Steps to Reproduce (for bugs)
Nothing special was done to reproduce this, but it was observed regularly in our environment.
Context
This is regularly causing communication issues between the pods in our environment. As part of preliminary investigation, as we tried to check for flannel logs, in journalctl, observed the following
Jul 27 05:23:15 system-test-03-cc30210035-node-2 flanneld[27730]: E0727 05:23:15.200382 27730 iptables.go:307] Failed to bootstrap IPTables: failed to apply partial iptables-restore unable to run iptables-restore (, ): exit status 4
Jul 27 05:23:15 system-test-03-cc30210035-node-2 flanneld[27730]: I0727 05:23:15.245615 27730 iptables.go:421] Some iptables rules are missing; deleting and recreating rules
Jul 27 05:23:15 system-test-03-cc30210035-node-2 flanneld[27730]: E0727 05:23:15.276349 27730 iptables.go:307] Failed to bootstrap IPTables: failed to apply partial iptables-restore unable to run iptables-restore (, ): exit status 4
Jul 27 05:23:15 system-test-03-cc30210035-node-2 flanneld[27730]: E0727 05:23:15.313107 27730 iptables.go:320] Failed to ensure iptables rules: error setting up rules: failed to apply partial iptables-restore unable to run iptables-re
store (, ): exit status 4
Jul 27 05:23:15 system-test-03-cc30210035-node-2 flanneld[27730]: I0727 05:23:15.320792 27730 iptables.go:421] Some iptables rules are missing; deleting and recreating rules
Jul 27 05:23:15 system-test-03-cc30210035-node-2 flanneld[27730]: I0727 05:23:15.491607 27730 iptables.go:283] bootstrap done
The firewall rules, for which it was failing, we tried to manually execute iptables-restore for the same.
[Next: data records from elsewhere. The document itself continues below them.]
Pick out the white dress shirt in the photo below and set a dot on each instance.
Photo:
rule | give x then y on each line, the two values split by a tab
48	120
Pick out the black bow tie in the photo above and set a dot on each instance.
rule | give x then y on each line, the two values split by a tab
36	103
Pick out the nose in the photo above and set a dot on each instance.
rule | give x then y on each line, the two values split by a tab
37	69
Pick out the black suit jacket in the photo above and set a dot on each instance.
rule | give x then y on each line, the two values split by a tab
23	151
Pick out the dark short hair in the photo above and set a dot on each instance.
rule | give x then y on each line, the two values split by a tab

Then also ran into the issue:
$ cat test1.txt
*filter
-D FORWARD -m comment --comment "flanneld forward" -j FLANNEL-FWD
-A FORWARD -m comment --comment "flanneld forward" -j FLANNEL-FWD
-A FLANNEL-FWD -s 192.168.192.0/18 -m comment --comment "flanneld forward" -j ACCEPT
-A FLANNEL-FWD -d 192.168.192.0/18 -m comment --comment "flanneld forward" -j ACCEPT
COMMIT
$ sudo iptables-restore < test1.txt
iptables-restore v1.4.21: Couldn't load target `FLANNEL-FWD':No such file or directoryError occurred at line: 2
Try `iptables-restore -h' or 'iptables-restore --help' for more information.
Your Environment
- Flannel version: 0.22.0
- Backend used (e.g. vxlan or udp): VXLAN
- Etcd version: 3.5.8
- Kubernetes version (if used): 1.27.3
- Operating System and version: CentOS Linux release 7.9.2009 (Core)
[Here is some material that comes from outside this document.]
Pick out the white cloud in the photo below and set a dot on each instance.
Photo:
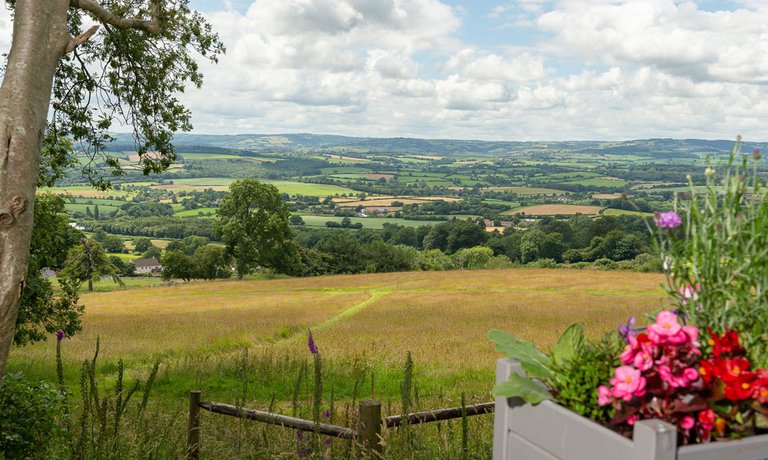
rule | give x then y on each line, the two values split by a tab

- Link to your project (optional):
About this issue
- Original URL
- State: open
- Created a year ago
- Comments: 23 (15 by maintainers)
Right now when a new nodes is added to the cluster flannel will call that part of the code that you mentioned where it adds the MAC address that it get from the etcd entry. MAC address of an interface shouldn’t change if you somehow didn’t force that change. I am doing some tests to check if there are strange cases where it applies.